Obama increasingly has challenged Republicans to repudiate inflammatory statements by Trump as contrary to American values. At a pre-St. Patrick’s Day luncheon at the Capitol on Tuesday, the president said divisive campaign rhetoric risks creating a "permission structure" for animosity throughout society.
A Srinivasan nomination also might help solidify a shift among Asian-Americans to the Democratic Party. As recently as 1996, Asians backed Republican presidential candidate Bob Dole over President Bill Clinton. In 2012, 73 percent of them voted for Obama.
"One of the fastest-growing constituencies in the country is Asian-Americans, and they are a constituency that has been moving in the Democratic column," said Mark Mellman, a Democratic political consultant. "Keeping them in the Democratic column would be important."
Srinivasan also would add more subtle layers of diversity to a Supreme Court now dominated by natives of the two coasts and graduates of Ivy League law schools. The Srinivasan family stood out in heavily white Kansas, and Sri learned as a child how to deal with racism, said Hacker, who remembers Srinivasan from their days at rival high schools.
"He knows what it feels like," Hacker said. "He knows how to handle it."
Srinivasan attended Lawrence High School, where he played basketball alongside future professional star Danny Manning. In one incident not directed at Srinivasan, Hacker said fans of his own school once threw bananas during a game toward Manning, who is black.
Srinivasan later attended Stanford University and Stanford Law School and served as a law clerk to Justice Sandra Day O’Connor, a nominee of President Ronald Reagan.
Much like Chief Justice John Roberts, Srinivasan made his mark as a Supreme Court litigator, arguing 25 cases for the federal government and private clients. As an Obama administration lawyer, he helped press the successful challenge to the U.S. Defense of Marriage Act, which defined marriage under federal law as a heterosexual union.
In private practice, Srinivasan represented Exxon Mobil in a suit blaming the oil company for human-rights atrocities in Indonesia. He argued at the Supreme Court on behalf of Skilling, the former Enron chief executive officer who was convicted of spearheading the fraud that destroyed the company.
Obama nominated him in 2012 to the U.S. Court of Appeals for the D.C. Circuit. The following year, Srinivasan told a Senate panel considering his nomination that he would follow a "case-by-case approach" as a judge.
No ‘Grand’ Philosophy
"I do not have an overarching, grand, unified judicial philosophy that I would bring with me to the bench," Srinivasan said.

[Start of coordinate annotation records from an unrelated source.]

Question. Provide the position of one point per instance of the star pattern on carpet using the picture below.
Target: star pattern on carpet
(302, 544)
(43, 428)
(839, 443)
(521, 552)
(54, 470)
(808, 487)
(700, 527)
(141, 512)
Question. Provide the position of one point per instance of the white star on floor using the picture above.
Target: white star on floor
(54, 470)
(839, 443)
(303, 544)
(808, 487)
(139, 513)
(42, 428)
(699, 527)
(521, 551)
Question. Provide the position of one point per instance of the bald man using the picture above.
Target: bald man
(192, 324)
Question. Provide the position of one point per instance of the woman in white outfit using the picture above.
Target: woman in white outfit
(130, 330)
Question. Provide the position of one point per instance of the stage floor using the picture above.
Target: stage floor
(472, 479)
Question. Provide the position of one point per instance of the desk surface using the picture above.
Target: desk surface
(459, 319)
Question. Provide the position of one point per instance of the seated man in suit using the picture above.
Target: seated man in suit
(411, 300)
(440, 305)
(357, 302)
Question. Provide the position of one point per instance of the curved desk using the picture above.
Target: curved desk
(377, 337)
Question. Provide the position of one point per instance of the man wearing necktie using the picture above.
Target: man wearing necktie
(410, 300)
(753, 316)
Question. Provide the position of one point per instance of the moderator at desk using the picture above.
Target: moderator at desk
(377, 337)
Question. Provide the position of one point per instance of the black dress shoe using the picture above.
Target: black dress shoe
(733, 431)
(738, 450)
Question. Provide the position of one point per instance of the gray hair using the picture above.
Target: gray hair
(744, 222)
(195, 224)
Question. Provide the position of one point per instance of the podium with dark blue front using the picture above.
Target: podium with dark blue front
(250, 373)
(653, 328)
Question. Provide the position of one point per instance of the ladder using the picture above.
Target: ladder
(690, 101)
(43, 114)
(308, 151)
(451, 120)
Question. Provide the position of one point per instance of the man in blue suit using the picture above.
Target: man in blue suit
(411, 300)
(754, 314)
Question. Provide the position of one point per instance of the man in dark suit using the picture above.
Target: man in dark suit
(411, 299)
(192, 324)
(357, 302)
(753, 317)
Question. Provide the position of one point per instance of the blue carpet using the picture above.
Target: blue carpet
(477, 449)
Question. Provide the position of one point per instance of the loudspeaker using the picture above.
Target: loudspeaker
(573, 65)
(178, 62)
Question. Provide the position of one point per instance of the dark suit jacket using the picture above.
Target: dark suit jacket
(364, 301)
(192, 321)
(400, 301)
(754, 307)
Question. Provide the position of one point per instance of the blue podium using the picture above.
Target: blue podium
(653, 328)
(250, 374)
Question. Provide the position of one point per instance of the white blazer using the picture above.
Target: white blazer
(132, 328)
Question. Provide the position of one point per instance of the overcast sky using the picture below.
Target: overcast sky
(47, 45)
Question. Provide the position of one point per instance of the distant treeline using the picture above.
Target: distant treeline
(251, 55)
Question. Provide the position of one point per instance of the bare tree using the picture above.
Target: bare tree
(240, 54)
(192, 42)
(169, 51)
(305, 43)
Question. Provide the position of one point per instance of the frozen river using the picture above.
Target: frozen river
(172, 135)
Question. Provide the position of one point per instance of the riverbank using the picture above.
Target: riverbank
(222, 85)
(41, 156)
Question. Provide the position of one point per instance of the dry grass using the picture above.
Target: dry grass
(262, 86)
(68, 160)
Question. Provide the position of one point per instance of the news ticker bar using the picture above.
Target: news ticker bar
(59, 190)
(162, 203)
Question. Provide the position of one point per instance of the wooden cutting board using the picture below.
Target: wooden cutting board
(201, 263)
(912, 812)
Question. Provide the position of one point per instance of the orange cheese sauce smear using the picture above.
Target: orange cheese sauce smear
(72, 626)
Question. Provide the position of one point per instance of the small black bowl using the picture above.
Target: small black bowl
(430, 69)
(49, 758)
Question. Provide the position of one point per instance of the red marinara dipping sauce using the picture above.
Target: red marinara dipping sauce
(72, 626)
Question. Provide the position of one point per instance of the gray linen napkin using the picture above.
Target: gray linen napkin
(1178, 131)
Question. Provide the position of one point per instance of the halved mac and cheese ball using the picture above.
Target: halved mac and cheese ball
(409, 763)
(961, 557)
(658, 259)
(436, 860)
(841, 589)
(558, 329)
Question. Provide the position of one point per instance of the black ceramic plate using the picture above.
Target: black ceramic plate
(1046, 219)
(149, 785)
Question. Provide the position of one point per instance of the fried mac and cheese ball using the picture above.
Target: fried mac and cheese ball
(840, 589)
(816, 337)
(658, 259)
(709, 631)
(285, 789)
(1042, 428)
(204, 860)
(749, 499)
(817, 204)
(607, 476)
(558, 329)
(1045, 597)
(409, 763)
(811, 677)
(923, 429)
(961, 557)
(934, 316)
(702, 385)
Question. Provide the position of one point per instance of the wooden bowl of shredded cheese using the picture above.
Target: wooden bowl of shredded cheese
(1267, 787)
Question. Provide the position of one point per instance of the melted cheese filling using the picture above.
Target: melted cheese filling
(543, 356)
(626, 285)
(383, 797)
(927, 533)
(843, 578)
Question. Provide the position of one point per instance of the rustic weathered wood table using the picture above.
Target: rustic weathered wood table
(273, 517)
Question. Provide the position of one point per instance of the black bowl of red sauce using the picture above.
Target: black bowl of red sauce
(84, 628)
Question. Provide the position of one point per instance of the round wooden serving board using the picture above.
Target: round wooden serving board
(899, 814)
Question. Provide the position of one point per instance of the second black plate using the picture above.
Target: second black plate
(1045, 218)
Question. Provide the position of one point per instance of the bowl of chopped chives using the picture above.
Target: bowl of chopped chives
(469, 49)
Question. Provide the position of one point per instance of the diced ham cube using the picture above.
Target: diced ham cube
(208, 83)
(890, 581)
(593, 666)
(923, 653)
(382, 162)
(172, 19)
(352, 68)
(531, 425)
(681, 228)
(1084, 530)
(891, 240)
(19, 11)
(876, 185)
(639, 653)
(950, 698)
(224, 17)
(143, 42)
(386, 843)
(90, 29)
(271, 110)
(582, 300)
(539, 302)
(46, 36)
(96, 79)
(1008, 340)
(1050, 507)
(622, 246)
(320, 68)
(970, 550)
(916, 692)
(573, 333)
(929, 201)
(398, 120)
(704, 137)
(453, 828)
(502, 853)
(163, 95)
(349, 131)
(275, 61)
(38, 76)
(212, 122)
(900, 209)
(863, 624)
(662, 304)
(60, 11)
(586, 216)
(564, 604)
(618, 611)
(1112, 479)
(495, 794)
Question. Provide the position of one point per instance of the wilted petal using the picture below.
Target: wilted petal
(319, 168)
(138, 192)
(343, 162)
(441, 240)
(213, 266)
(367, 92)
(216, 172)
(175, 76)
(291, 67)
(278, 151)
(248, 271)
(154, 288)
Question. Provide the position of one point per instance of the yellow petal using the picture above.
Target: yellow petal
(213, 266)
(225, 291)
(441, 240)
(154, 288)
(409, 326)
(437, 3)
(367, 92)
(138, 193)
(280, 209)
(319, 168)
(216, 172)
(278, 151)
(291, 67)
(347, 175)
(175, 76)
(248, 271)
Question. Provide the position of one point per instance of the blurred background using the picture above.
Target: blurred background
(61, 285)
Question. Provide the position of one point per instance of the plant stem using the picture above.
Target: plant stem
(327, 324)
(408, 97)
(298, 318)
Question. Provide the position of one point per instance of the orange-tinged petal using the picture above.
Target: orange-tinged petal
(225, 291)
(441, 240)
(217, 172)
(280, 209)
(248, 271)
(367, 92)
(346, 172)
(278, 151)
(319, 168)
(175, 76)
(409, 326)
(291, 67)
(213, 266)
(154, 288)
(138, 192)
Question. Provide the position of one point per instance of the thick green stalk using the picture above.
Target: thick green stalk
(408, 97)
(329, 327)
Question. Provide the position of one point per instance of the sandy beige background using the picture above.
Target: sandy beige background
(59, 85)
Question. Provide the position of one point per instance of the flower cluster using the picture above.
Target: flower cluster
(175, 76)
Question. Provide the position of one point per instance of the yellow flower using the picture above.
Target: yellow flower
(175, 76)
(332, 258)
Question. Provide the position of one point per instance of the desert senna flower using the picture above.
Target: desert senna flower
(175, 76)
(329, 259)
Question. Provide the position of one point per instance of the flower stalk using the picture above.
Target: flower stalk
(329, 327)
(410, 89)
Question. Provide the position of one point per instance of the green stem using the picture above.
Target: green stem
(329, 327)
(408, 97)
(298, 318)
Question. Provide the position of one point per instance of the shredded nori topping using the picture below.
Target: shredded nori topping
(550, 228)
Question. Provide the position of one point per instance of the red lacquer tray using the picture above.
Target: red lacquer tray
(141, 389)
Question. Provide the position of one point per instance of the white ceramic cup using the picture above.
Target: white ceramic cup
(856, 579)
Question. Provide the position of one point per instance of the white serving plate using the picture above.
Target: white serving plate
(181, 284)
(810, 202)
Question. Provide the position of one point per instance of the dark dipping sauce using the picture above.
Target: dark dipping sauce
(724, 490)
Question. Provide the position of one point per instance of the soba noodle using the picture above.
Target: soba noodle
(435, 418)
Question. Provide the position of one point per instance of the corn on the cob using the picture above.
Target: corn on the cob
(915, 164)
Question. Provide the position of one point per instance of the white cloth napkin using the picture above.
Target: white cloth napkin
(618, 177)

He was confirmed 97-0 and then took the oath to join the D.C. Circuit by putting his hand on the Bhagavad Gita, the Hindu holy book.
The judge’s record so far bears out his self-characterization, says Tom Goldstein, a Washington appellate lawyer who counts about 120 decisions involving Srinivasan in almost three years on the D.C. Circuit.
"These decisions do not reflect any strong ideology," Goldstein wrote on Scotusblog, the website he founded to track the court. "On the whole, they suggest that Judge Srinivasan would likely be on the center left of the Supreme Court."
Some Obama critics say that even a moderate justice would shift the court unacceptably far. The next justice will succeed the late conservative Antonin Scalia.
"It’s not that Sri is any more liberal than anybody else on the court," said Curt Levey, executive director of the FreedomWorks Foundation. "It’s just that having a fifth liberal on the court will result in the reversal of so many of the legal victories over the past decades that conservatives cherish."
Levey said he doubts a Srinivasan nomination would undercut Republicans’ determination to leave the seat open until the next president takes office.
"It’s not going to cause a lot of cracks," Levey said. "I’m sure it will cause a couple, but not a lot."